PADA subuh yang dingin, di tanggal 19 Maret 2050. Kala itu, Kota Gorontalo sedang merayakan Ulang Tahun ke 322. Semua orang tak lagi berkerumun untuk merayakan itu. Tak ada lagi yang spesial di ulang tahun Kota Gorontalo yang ke 322.
Pada sebuah lorong, di salah satu sudut Kota Gorontalo, seorang anak terbaring lemas tak berdaya dipangkuan ibundanya, anak itu menangis karena seharian hanya disusui air putih oleh ibunya. Ayah dari anak itu adalah seorang pemungut sampah, golongan sudra jazirah ini. Ia tak punya pilihan, anaknya kehausan tak bisa menikmati susu yang dijual di gerai toko yang dingin dan nyaman. Air minum pun tak lagi jernih, sudah kabur oleh kotoran dalam tanah.
Sudah mahfum bagi warga Kota Gorontalo di kala itu, jika susu adalah barang langka dan mahal tak terkira. Di tahun 2050, harga susu lebih mahal daripada emas. Membasahi tenggorokan bayi lebih penting dibanding menghiasi diri dengan untaian emas. Di tahun 2050, warga Kota Gorontalo yang punya gudang air sama seperti memiliki berhektar-hektar kebun kelapa, sawah, cengkih.
Tahun 2050 adalah tahun di mana angka gizi buruk semakin tinggi, signifikan dengan angka kematian ibu pasca melahirkan. Gizi hanyalah pelajaran yang diteorikan di ruang-ruang kelas saat itu. Bukan kenyataan!
Belum lagi jika merasakan suhu di tahun 2050. Kota Gorontalo seperti disinari 5 matahari. Udara amatlah panas, banyak yang mati dehidrasi. Pendingin udara sangat mahal, hampir menyamai harga mobil. Mobil pun mengalami penurunan harga yang luar biasa. Warga tak sanggup lagi dengan harga premium yang mencekik. Maklum, 20 tahun sebelumnya, 2030, cadangan minyak Indonesia sudah memasuki titik kritis.
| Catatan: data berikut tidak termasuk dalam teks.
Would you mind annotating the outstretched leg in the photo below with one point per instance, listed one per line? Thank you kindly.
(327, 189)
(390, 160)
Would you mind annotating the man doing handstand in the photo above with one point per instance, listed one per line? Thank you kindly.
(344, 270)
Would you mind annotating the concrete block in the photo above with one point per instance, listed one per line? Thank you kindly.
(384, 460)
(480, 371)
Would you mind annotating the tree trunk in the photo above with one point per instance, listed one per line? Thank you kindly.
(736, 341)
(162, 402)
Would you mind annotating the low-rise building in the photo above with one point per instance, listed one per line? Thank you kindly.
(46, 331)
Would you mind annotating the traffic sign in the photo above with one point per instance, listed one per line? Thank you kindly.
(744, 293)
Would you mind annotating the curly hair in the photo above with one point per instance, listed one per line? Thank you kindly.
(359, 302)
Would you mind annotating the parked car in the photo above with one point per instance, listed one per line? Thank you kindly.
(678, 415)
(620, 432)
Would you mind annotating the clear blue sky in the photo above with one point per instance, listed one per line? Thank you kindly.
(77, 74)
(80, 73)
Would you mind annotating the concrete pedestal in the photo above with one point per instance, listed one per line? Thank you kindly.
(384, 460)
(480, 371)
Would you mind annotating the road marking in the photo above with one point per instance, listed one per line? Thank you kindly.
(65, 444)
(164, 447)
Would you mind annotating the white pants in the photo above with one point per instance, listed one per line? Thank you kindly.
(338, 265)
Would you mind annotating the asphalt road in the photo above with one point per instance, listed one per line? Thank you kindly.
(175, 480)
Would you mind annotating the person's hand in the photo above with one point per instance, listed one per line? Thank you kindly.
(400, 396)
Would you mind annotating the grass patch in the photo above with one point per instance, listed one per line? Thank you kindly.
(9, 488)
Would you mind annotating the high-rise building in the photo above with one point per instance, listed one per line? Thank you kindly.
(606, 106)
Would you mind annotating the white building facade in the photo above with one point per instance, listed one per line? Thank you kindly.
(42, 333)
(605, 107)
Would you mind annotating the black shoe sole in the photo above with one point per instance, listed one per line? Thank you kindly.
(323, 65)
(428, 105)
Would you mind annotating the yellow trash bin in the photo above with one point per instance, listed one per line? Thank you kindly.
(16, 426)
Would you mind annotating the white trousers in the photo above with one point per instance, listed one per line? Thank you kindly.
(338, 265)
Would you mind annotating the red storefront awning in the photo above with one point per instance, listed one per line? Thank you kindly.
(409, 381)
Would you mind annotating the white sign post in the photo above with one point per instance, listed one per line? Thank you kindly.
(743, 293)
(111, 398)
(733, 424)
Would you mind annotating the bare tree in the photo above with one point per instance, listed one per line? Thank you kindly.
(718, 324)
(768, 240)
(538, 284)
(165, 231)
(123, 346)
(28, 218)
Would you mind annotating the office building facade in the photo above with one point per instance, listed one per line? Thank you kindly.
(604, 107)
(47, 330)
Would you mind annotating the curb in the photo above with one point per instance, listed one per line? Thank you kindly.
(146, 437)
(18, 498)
Kota Gorontalo di tahun 2050 benar-benar memasuki masa darurat. Manajemen apapun yang diterapkan selalu ditentang warga yang lapar dan haus. Setiap pemerintahan dijatuhkan hanya dalam hitungan bulan. Tak ada lagi yang berminat memperebutkan kursi Walikota. Jabatan Walikota bukan lagi rebutan di tahun 2050, karena dipastikan berhadapan dengan warga yang beringas. Di saat itu, tak ada lagi preman, semua warga tak ubahnya berkelakuan seperti preman, bahkan zombie: saling sikut, saling mangsa, dan saling rebut sumberdaya!
Di saat yang sama, orang-orang kaya harus menyewa tentara bayaran bersenjatakan senjata mesin otomatis hanya untuk mengamankan sumberdaya yang masih ia miliki. Demokrasi bukan lagi resep menarik bagi warga untuk memperbaiki kenyataan. Tahun 2050, demokrasi sekarat, karena hanya untuk hidup pada hari itu saja, seluruh warga butuh perjuangan yang berdarah-darah.